Eles se conheceram no bairro da Lapa, antigo ponto de encontro dos músicos cariocas e, incentivados pelo gaúcho Henry Lentino (bandolim), resolveram criar o grupo.

Os cinco integrantes do grupo tinham em comum uma bagagem musical ampla, a paixão pelo choro e o gosto pela improvisação. Eles começaram a tocar num local que foi o berço da bossa-nova: o Café do Beco, em Copacabana.

"Todos concordaram que não haveria hierarquias, que o que tínhamos que fazer era romper as barreiras, quebrar tudo", disse o pandeirista Sergio Krakowski em entrevista concedida à Reuters na casa do saxofonista Samuel de Oliveira, onde a banda faz seus ensaios.

Essa opção por fugir do convencional os levou a ser conhecidos como "o grupo dos virtuoses". Isso não apenas por serem todos grandes músicos, mas porque o demonstram em cada apresentação, dando o mesmo destaque ao pandeiro ou ao violão de sete cordas, normalmente instrumentos de base, ao invés dos instrumentos tradicionalmente solistas.

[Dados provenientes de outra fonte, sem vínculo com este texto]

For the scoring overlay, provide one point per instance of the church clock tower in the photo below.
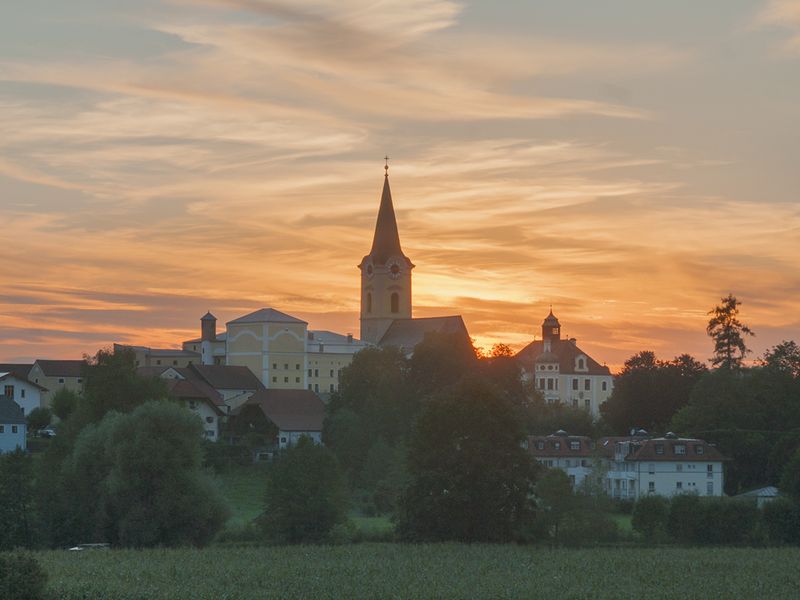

"Esse título de tradicional ou não-tradicional não existe. O chorinho vem de um cruzamento da polca, uma dança européia, com os ritmos africanos, logo não existe pureza", disse Oliveira, enfático.

Para Fábio Nin, que toca violão de sete cordas, os cinco integrantes do Tira Poeira (que é o título de um choro de Sátiro Bilhar) se sentem livres para fazer "uma releitura muito pessoal dos clássicos do choro".

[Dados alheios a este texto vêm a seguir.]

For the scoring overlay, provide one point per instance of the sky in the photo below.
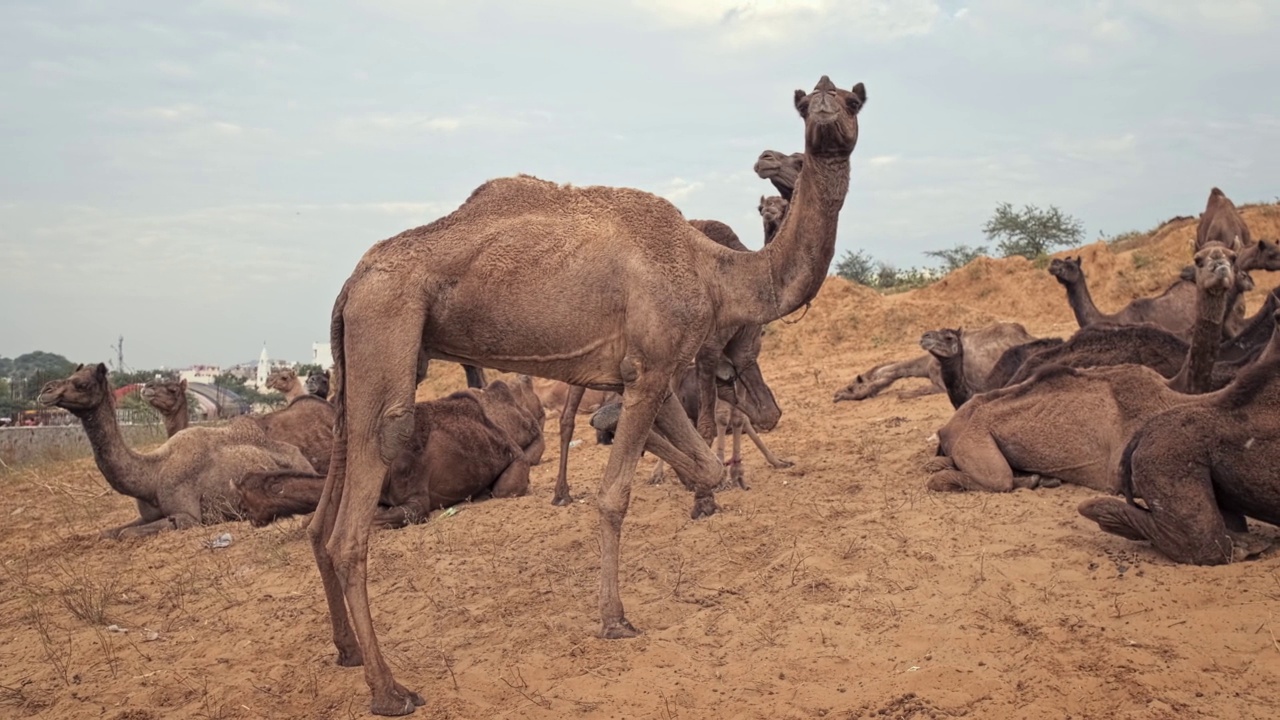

Misturando estilos tão diversos quanto jazz, samba, flamenco, clássico, blues, reagge e rock, todos participam igualmente dos arranjos.

"É um trabalho coletivo e conjunto que nasceu da roda de improvisação", contou Nin.

O bandolinista Lentino surpreende a quem o ouve pela primeira vez, porque consegue distorcer o som de seu bandolim elétrico e incluir em números de choro trechos que lembram Jimi Hendrix.

Foi o clarinetista Paulo Sérgio Santos, pai do violonista do grupo, Caio Márcio, quem sugeriu à banda que mantivesse em seu primeiro disco o repertório clássico.

Intitulado simplesmente Tira Poeira, o CD foi lançado no início do ano e já vendeu 3 mil cópias. Foi produzido pelo selo Biscoito Fino, o mesmo de Maria Bethânia, que, quando descobriu o grupo, o convidou a participar de seu disco mais recente, Brasileirinho, interpretando Padroeira do Brasil, de Irani de Oliveira.

Entre os projetos da banda constam uma colaboração com Lenine num show programado para novembro no Teatro Leblon e a gravação de um novo disco no ano que vem.